Veri merkezlerinin enerji ihtiyacı hızla artıyor
Raporda, veri merkezlerinin yapay zekâya bağlı enerji kullanım payının yüzde 8’den yüzde 36’ya çıkacağı öngörülüyor. Buna rağmen şirketlerin yalnızca yüzde 30’u kısa vadede yapay zekânın kendi enerji verimliliğini artırmaya öncelik veriyor. Yöneticilerin yüzde 96’sı temiz enerjinin, yapay zekânın artan enerji talebini karşılayabileceğine inanıyor. Ancak katılımcıların yüzde 33’ü, şebeke altyapısındaki yetersizlikleri önemli bir engel olarak görüyor.
Yenilenebilir enerji ve yerinde üretim öne çıkıyor
Araştırmaya göre şirketlerin yüzde 45’i enerji ihtiyacını ağırlıklı olarak yerinde üretim yoluyla karşılamayı planlıyor. Önümüzdeki üç yıl içinde yüksek yenilenebilir enerji kullanımına sahip kurumların oranının yüzde 8’den yüzde 30’a çıkması bekleniyor. Buna karşın kurumların yalnızca yüzde 29’u net sıfır taahhütlerini tüm değer zincirine yaymış durumda.
Yapay zekâ ile iklim dostu dönüşüm dört başlıkta ele alındı
Raporda yapay zekânın iklimle mücadeledeki rolü dört ana başlık altında inceleniyor.
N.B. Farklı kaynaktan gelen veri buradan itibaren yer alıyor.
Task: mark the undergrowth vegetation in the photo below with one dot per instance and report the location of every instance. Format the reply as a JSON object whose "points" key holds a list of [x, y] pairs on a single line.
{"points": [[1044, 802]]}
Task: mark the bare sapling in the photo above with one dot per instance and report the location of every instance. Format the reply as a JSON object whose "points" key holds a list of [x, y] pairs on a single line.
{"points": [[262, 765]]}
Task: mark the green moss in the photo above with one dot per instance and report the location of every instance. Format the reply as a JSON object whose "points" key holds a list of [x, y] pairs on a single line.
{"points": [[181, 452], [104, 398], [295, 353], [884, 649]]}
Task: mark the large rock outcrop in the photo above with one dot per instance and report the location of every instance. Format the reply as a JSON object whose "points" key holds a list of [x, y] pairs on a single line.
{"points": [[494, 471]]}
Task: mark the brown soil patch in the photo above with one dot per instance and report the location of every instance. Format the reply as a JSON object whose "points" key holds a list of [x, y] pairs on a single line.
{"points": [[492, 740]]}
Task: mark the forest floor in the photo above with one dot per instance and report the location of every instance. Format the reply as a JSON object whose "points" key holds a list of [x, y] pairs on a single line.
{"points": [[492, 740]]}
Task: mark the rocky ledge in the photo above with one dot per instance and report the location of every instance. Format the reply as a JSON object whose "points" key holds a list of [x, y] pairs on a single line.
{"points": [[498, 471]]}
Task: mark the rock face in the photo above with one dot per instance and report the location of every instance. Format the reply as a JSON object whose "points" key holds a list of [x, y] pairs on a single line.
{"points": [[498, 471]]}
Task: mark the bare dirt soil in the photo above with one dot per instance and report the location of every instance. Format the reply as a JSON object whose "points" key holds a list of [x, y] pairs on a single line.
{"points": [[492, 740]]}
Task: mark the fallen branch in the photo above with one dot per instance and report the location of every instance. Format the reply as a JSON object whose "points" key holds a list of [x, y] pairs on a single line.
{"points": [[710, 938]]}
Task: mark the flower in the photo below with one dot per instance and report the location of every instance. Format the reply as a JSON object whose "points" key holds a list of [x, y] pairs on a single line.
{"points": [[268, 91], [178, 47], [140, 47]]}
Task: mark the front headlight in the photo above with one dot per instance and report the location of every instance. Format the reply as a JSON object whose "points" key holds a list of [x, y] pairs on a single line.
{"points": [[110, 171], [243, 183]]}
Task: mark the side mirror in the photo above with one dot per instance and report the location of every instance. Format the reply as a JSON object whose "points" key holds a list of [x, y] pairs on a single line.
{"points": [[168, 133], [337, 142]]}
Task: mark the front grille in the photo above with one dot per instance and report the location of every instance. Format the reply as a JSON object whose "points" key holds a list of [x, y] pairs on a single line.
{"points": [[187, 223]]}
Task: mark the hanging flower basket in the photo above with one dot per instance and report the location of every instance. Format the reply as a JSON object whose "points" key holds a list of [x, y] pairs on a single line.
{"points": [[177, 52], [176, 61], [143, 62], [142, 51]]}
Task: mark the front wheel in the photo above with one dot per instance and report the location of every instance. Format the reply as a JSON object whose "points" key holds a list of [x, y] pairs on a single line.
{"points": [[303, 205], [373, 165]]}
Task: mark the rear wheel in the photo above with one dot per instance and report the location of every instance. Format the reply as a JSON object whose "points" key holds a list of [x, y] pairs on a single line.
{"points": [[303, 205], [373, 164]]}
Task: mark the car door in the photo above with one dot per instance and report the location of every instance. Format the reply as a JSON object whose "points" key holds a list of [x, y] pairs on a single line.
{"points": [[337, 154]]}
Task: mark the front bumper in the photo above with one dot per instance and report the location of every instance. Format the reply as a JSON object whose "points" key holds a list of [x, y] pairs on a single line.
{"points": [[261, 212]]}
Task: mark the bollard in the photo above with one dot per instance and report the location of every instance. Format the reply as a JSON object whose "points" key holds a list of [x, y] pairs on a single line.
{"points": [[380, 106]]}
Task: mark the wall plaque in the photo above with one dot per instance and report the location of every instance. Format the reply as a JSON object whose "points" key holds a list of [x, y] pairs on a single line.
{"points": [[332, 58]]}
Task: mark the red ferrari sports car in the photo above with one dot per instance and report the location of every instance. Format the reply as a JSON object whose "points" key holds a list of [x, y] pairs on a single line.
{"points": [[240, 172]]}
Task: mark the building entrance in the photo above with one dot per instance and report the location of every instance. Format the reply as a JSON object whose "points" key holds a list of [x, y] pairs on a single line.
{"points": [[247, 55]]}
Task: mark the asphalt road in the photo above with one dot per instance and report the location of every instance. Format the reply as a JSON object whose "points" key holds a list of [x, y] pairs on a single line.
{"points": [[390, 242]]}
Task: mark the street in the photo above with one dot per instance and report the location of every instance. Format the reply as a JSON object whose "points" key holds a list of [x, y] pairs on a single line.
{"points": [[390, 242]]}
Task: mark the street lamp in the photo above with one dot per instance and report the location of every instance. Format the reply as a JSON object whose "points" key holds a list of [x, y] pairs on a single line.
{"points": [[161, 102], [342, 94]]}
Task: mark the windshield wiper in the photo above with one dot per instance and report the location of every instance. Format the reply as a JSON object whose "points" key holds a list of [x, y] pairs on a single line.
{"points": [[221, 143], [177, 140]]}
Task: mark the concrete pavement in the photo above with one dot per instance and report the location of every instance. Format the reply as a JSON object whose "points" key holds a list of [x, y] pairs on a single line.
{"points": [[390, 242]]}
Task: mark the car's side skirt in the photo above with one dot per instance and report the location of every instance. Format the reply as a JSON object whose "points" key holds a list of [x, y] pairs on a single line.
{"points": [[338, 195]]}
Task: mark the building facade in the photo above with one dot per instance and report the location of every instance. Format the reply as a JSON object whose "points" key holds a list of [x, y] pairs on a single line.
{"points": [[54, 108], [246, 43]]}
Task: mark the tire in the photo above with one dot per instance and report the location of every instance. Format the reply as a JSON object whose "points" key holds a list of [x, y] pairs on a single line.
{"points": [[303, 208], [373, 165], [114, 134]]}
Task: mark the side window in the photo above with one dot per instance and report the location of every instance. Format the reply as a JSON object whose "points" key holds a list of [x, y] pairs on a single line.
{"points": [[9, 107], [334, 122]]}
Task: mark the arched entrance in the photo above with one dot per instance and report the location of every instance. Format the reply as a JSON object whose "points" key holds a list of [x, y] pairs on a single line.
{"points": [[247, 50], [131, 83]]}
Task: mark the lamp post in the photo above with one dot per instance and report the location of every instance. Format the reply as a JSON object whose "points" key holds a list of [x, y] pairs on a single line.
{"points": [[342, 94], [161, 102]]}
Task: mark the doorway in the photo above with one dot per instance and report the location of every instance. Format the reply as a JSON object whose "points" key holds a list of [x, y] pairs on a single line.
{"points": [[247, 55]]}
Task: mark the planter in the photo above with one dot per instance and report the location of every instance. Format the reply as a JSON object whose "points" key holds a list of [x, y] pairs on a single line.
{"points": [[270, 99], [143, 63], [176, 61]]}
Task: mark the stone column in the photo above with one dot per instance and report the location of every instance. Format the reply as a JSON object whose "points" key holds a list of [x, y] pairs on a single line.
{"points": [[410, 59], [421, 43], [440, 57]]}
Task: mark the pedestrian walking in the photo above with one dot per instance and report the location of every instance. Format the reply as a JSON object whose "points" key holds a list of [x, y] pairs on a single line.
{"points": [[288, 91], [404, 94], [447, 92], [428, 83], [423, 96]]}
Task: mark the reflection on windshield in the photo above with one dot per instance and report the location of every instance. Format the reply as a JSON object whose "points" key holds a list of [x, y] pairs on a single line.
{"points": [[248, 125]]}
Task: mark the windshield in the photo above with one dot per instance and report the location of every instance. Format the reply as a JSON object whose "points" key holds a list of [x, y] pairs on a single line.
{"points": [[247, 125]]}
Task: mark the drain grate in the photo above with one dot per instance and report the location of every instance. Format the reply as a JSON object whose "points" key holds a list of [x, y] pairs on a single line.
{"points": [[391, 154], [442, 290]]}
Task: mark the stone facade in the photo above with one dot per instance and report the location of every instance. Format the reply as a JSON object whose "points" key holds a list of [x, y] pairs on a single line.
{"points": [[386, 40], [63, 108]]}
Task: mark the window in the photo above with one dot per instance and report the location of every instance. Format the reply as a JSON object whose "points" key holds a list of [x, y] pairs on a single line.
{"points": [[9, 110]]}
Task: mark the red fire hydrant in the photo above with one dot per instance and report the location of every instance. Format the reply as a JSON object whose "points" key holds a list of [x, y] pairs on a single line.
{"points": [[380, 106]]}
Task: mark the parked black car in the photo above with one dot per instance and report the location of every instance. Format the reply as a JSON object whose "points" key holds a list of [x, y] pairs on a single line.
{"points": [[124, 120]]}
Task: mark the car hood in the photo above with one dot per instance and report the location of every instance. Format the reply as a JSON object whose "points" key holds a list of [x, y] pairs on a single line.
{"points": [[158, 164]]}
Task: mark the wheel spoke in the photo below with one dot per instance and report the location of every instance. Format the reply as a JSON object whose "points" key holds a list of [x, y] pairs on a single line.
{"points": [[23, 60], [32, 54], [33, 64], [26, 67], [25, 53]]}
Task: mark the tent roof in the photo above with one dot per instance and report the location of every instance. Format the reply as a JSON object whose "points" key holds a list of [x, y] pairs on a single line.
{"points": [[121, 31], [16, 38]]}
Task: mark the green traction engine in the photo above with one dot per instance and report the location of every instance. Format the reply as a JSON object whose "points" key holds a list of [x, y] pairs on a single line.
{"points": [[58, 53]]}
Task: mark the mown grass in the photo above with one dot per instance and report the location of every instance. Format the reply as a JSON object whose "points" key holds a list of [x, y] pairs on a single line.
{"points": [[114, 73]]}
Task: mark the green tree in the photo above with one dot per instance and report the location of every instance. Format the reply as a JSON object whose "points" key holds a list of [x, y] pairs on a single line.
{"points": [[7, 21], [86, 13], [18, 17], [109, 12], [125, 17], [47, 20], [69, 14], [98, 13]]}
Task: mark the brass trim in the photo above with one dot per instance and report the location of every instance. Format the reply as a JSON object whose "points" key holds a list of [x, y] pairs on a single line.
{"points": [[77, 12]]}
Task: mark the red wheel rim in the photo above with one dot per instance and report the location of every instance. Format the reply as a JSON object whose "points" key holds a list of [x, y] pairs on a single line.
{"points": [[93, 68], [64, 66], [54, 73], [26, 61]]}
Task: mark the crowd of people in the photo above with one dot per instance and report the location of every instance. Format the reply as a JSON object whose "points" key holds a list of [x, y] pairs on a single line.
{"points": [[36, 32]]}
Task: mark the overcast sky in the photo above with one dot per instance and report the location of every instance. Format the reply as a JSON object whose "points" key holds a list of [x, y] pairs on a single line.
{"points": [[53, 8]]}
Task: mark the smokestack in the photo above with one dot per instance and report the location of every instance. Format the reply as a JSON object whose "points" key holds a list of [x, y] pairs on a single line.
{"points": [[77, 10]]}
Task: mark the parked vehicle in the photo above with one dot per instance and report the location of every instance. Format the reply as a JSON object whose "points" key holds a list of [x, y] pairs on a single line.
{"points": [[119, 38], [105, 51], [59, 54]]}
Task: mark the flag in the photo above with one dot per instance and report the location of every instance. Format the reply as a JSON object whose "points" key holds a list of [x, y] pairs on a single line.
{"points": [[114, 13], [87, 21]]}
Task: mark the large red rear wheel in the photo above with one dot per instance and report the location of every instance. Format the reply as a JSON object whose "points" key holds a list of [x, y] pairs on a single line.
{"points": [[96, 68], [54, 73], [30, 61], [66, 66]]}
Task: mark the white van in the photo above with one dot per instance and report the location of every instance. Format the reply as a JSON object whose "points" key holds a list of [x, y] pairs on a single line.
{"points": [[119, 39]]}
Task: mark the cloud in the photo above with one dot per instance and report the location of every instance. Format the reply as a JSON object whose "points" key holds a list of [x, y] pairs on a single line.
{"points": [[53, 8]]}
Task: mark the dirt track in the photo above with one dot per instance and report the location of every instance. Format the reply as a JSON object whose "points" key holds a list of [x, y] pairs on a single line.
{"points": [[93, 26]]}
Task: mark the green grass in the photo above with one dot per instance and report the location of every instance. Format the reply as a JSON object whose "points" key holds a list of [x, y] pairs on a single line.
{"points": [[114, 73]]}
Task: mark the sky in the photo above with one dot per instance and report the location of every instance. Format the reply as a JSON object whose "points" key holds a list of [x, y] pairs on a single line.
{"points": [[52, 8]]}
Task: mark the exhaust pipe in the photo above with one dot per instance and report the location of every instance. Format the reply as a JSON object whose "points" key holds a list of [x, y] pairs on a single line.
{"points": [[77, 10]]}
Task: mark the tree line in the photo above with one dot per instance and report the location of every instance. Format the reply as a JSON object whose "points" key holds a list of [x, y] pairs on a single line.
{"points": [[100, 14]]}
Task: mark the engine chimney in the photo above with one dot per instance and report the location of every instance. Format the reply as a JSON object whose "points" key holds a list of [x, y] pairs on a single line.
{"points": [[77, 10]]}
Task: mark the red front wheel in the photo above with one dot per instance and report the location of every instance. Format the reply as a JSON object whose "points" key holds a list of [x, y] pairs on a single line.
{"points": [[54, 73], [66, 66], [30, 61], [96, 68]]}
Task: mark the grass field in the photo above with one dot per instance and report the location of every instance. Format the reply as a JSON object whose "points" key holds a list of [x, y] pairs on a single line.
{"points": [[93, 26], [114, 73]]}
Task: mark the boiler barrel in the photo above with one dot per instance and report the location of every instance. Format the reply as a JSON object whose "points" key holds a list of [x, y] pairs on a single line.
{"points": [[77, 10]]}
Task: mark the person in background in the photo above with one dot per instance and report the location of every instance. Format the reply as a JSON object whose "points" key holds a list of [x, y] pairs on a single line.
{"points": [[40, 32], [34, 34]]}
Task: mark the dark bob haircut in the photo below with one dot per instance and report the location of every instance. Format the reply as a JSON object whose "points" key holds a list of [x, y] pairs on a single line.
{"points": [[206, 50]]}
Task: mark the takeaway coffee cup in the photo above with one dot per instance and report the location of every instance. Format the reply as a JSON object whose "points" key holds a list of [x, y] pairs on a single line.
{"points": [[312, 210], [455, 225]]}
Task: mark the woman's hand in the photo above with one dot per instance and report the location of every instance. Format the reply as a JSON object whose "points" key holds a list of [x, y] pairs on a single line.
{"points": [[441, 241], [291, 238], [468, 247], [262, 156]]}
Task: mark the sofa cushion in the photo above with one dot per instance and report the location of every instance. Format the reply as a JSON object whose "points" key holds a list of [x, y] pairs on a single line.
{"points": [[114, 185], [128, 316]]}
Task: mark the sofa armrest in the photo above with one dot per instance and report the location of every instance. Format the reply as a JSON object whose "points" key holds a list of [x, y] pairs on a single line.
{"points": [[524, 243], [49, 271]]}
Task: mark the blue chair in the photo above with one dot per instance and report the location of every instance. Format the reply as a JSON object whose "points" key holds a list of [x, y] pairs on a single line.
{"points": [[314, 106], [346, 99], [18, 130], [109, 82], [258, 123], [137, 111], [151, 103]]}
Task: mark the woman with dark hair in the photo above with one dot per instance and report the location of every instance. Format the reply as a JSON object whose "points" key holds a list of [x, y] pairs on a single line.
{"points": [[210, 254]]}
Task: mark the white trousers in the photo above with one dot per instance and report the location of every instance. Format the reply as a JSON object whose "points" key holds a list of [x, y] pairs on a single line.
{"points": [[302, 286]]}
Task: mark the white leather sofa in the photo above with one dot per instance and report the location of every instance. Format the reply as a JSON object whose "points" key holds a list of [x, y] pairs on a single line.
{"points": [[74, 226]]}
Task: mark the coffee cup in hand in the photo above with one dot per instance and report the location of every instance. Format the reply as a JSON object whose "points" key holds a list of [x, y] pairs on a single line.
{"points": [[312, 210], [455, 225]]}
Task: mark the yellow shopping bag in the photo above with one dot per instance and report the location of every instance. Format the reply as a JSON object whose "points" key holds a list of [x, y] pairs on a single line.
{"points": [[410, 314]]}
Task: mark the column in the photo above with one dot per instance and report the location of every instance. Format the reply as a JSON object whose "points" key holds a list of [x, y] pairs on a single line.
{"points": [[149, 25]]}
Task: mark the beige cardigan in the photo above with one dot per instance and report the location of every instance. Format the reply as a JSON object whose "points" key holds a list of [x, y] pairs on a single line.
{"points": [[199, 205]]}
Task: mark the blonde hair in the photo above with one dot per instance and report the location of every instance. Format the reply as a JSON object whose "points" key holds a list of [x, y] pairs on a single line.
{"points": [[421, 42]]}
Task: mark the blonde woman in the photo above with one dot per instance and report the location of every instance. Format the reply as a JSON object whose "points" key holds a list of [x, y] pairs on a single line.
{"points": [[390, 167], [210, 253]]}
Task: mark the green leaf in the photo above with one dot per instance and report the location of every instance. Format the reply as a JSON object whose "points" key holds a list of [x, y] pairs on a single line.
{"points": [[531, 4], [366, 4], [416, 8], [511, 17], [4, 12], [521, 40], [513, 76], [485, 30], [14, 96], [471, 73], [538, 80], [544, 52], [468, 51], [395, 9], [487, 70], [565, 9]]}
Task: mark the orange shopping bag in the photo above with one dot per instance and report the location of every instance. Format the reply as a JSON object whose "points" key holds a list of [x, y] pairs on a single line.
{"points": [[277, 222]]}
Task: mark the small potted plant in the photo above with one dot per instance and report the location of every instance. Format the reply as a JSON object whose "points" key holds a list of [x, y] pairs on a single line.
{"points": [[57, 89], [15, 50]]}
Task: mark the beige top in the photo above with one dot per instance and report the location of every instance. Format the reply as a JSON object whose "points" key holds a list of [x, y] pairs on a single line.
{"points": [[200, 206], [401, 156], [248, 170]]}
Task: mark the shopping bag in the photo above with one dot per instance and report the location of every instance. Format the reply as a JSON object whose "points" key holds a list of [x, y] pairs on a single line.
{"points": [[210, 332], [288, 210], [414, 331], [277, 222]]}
Buna göre yapay zekâ; iklim değişikliğine uyum, biyolojik çeşitliliğin korunması ve döngüsel ekonomi gibi alanlarda çevresel katkısını her geçen gün artırıyor. 2027 yılına gelindiğinde büyük ölçekli veri ve yapay zekâ işletmelerinin yüzde 62’sinin, doğrudan yenilenebilir enerji yatırımlarıyla kendi temiz enerjisini üretmesi bekleniyor.
Uygulama açığı ve altyapı sorunları risk oluşturuyor
Raporda, yapay zekânın imalat, ulaşım, tarım ve bina sektörlerinde temiz enerji dönüşümünü desteklediği belirtilirken; altyapı eksiklikleri, politika gecikmeleri ve finansman sorunlarının uygulamada ciddi engeller yarattığı vurgulanıyor. Bu uygulama açığının kapatılması için önümüzdeki iki yılın kritik olduğu ifade ediliyor.
“Enerji tüketimini telafi edebilecek potansiyele sahip”
KPMG Türkiye Enerji Sektörü Lideri Hakan Demirelli, yapay zekânın enerji ve iklim alanındaki dönüştürücü gücüne dikkat çekerek, sistemleri optimize etme ve verimlilik sağlama kapasitesinin artan enerji tüketimini fazlasıyla telafi edebileceğini belirtiyor. Demirelli’ye göre stratejik enerji ortaklıkları kuran, altyapıya yatırım yapan ve iddialı iklim hedefleri belirleyen şirketler, önümüzdeki yıllarda sektörün liderleri arasında yer alacak.